Madryckie spotkanie rodzin
Obecnie zwrócę się po hiszpańsku do tysięcy rodzin zgromadzonych w Madrycie na wielkiej manifestacji:
Pozdrawiam serdecznie licznych pasterzy i wiernych, zebranych na placu Kolumba w Madrycie, aby radośnie głosić piękno małżeństwa i rodziny; hasłem spotkania jest: «Rodzina chrześcijańska nadzieją Europy». Drodzy bracia, wzywam was, abyście byli mocni w miłości i z pokorą rozważali tajemnicę Bożego Narodzenia, która nadal przemawia do serca i staje się szkołą życia rodzinnego i braterskiego. Matczyne spojrzenie Maryi Panny, pełna miłości opieka św. Józefa i słodka obecność Dzieciątka Jezus są jasnym obrazem tego, czym winny być wszystkie rodziny chrześcijańskie — prawdziwymi sanktuariami wierności, szacunku i zrozumienia, w których również jest przekazywana wiara, umacnia się nadzieja i rozpala się miłość. Zachęcam wszystkich, aby z nowym entuzjazmem przeżywali powołanie chrześcijańskie w ognisku domowym jako prawdziwi słudzy miłości, która przyjmuje życie, towarzyszy mu i go broni. Uczyńcie wasze domy prawdziwymi szkółkami cnót oraz spokojną i jasną przestrzenią zaufania, w której — prowadzeni łaską Bożą — będziecie mogli mądrze rozeznać powołanie Pana, który nadal wzywa do pójścia za Nim. Z tymi uczuciami polecam gorąco Świętej Rodzinie z Nazaretu postanowienia i owoce tego spotkania, aby było coraz więcej rodzin, w których króluje radość, wzajemne oddanie i wielkoduszność. Niech Bóg zawsze wam błogosławi.
po włosku:
Maryję Pannę, którą Pan powierzył jako Matkę «uczniowi, którego miłował», prośmy o siłę do postępowania jak dzieci «narodzone z Boga» (por. J 1, 13), byśmy otwierali się na siebie nawzajem i okazywali w ten sposób braterską miłość.

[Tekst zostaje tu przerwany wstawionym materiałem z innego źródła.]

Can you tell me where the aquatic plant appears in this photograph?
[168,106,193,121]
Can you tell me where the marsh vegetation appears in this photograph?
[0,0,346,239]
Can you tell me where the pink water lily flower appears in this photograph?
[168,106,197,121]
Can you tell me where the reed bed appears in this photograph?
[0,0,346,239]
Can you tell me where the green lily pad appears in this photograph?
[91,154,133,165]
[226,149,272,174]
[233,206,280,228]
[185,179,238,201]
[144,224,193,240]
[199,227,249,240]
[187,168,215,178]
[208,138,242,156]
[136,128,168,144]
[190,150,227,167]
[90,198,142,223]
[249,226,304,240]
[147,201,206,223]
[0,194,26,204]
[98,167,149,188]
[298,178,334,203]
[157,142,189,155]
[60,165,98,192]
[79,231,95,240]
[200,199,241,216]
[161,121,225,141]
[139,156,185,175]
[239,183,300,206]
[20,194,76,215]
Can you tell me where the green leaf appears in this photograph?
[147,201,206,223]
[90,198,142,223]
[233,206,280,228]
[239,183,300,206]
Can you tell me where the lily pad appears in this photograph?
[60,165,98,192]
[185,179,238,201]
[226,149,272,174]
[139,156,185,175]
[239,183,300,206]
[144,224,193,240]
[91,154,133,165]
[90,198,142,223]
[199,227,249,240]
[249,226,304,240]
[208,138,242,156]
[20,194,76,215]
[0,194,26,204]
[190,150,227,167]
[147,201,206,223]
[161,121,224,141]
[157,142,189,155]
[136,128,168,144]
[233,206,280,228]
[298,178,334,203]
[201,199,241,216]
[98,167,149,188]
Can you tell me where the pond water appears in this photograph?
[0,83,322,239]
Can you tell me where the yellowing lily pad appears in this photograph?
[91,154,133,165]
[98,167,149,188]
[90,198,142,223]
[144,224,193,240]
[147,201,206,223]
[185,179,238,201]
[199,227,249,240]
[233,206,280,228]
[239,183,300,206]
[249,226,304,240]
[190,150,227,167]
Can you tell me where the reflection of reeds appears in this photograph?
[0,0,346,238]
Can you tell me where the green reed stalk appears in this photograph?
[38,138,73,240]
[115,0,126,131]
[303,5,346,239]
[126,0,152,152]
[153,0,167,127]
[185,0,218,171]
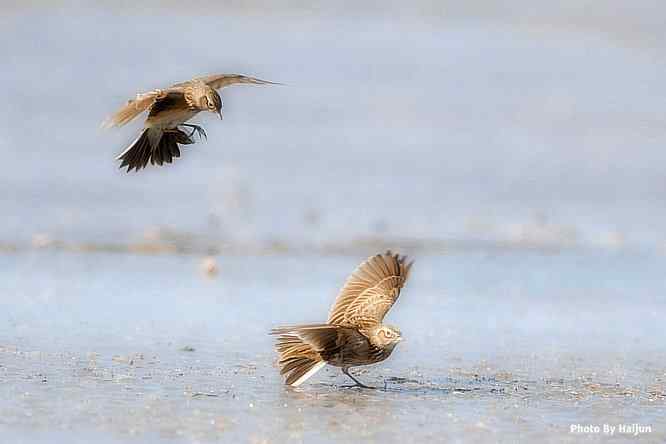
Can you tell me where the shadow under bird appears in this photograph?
[271,251,413,388]
[103,74,279,172]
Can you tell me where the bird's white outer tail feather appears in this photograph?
[291,361,326,387]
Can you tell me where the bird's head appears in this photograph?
[199,88,222,119]
[372,325,402,350]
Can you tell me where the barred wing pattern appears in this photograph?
[328,251,413,330]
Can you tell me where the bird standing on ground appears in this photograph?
[271,251,413,388]
[104,74,277,172]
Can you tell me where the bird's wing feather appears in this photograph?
[149,89,195,116]
[328,251,412,330]
[103,89,167,128]
[179,74,279,89]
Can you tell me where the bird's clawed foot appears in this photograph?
[340,368,378,390]
[180,123,208,140]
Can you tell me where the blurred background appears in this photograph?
[0,1,666,251]
[0,0,666,442]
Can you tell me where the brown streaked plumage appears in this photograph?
[103,74,278,172]
[271,251,412,388]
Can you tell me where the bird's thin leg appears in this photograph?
[342,367,377,389]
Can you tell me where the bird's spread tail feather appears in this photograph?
[271,324,337,387]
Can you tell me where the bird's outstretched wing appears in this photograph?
[328,251,413,330]
[102,89,171,128]
[184,74,280,89]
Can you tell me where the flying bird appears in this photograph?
[271,251,413,388]
[103,74,279,172]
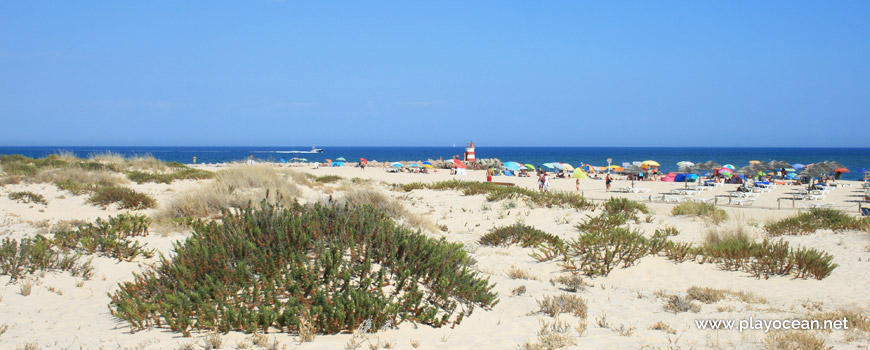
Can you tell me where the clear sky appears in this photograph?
[0,0,870,147]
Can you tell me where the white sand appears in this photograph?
[0,167,870,349]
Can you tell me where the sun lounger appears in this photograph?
[731,198,755,206]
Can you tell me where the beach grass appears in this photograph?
[110,201,497,335]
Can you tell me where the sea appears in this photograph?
[0,146,870,180]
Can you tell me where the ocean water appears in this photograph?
[0,146,870,180]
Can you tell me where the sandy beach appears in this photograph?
[0,164,870,349]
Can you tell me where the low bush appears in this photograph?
[9,191,48,204]
[671,202,728,224]
[110,202,497,335]
[314,175,343,184]
[0,236,94,281]
[764,208,870,237]
[88,186,157,210]
[51,214,154,261]
[478,223,562,248]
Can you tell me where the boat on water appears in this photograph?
[275,146,323,153]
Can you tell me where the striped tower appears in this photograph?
[465,141,474,162]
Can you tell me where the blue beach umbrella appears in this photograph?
[504,162,525,170]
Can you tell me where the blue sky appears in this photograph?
[0,0,870,147]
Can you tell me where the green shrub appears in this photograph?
[561,227,649,276]
[51,214,154,261]
[88,186,157,210]
[110,202,497,334]
[671,202,728,224]
[0,236,94,281]
[314,175,343,184]
[478,223,562,248]
[9,191,48,204]
[764,208,870,237]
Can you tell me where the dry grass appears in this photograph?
[340,188,440,232]
[538,294,589,319]
[156,166,300,220]
[507,266,537,280]
[763,331,833,350]
[520,319,577,350]
[649,321,677,334]
[686,287,727,304]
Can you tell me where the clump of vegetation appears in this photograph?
[764,208,870,237]
[110,202,497,334]
[763,331,831,350]
[0,236,94,281]
[51,214,154,261]
[88,186,157,210]
[538,294,588,319]
[127,165,214,184]
[314,175,342,184]
[400,180,595,210]
[156,166,299,220]
[560,227,649,276]
[552,274,587,292]
[671,202,728,224]
[665,295,701,314]
[478,223,562,248]
[686,287,726,304]
[9,191,48,204]
[520,319,577,350]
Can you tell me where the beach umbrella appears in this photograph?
[640,160,660,169]
[504,162,525,170]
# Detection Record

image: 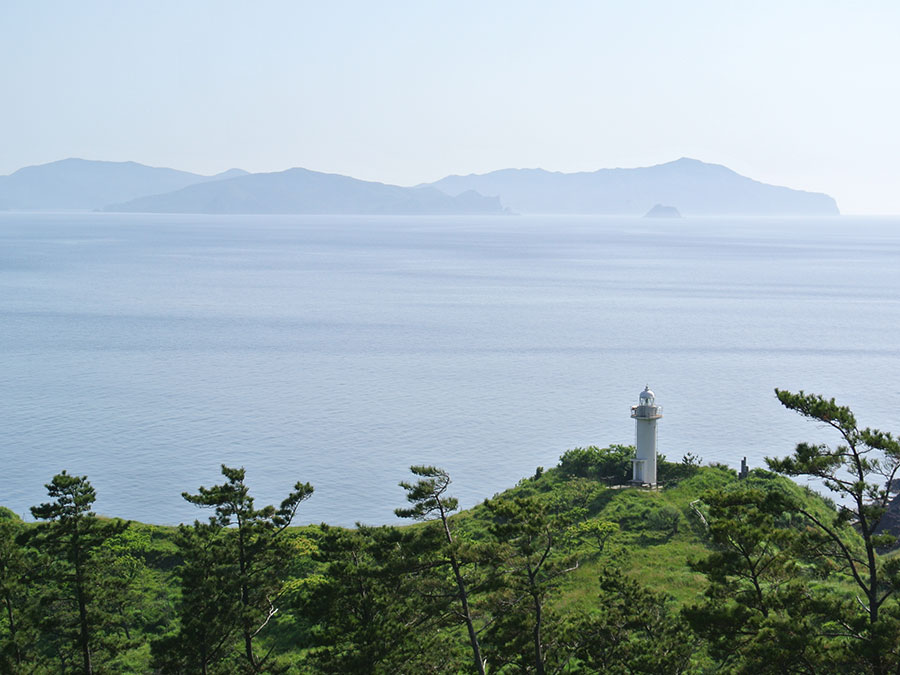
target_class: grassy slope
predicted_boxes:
[0,456,852,672]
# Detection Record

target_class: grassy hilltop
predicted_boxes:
[0,446,872,672]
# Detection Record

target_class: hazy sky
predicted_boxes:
[0,0,900,213]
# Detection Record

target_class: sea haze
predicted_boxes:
[0,213,900,525]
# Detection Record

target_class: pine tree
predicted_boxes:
[157,465,313,673]
[31,471,128,675]
[394,466,484,675]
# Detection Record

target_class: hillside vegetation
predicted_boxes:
[0,392,900,673]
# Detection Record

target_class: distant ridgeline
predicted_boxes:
[0,158,839,216]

Przemoc wobec chrześcijan w Egipcie i Iraku
Wczoraj rano z bólem przyjęliśmy wiadomość o groźnym zamachu na koptyjską wspólnotę chrześcijańską, do jakiego doszło w Aleksandrii w Egipcie. Ten nikczemny akt, niosący śmierć, podobnie jak podkładanie bomb obecnie także w pobliżu domów chrześcijan w Iraku, by zmusić ich do emigracji, obraża Boga i całą ludzkość, która właśnie wczoraj modliła się o pokój, z nadzieją rozpoczynając nowy rok. Wobec takiej strategii przemocy, wymierzonej w chrześcijan, a której skutki ponosi całe społeczeństwo, modlę się za ofiary i za ich rodziny i zachęcam wspólnoty kościelne do trwania w wierze i wytrwałego dawania świadectwa nieuciekania się do przemocy, które płynie z Ewangelii. Myślę także o bardzo wielu ludziach zaangażowanych w pracę duszpasterską, zabitych w r. 2010 w różnych regionach świata. Pamiętajmy o nich w modlitwie przed Panem. Pozostańmy zjednoczeni w Chrystusie, naszej nadziei i pokoju.
Po polsku:
Serdeczne pozdrowienie kieruję do Polaków. Dzisiejsza liturgia podpowiada nam, byśmy chwalili odwieczną mądrość Boga i dziękowali za błogosławieństwo, jakim nas obdarzył we wcielonym Słowie. «Ono było na początku u Boga. (...) W Nim było życie, a życie było światłością ludzi». Niech ta światłość opromienia każdy dzień nowego roku i całego naszego życia. Niech Bóg wam błogosławi.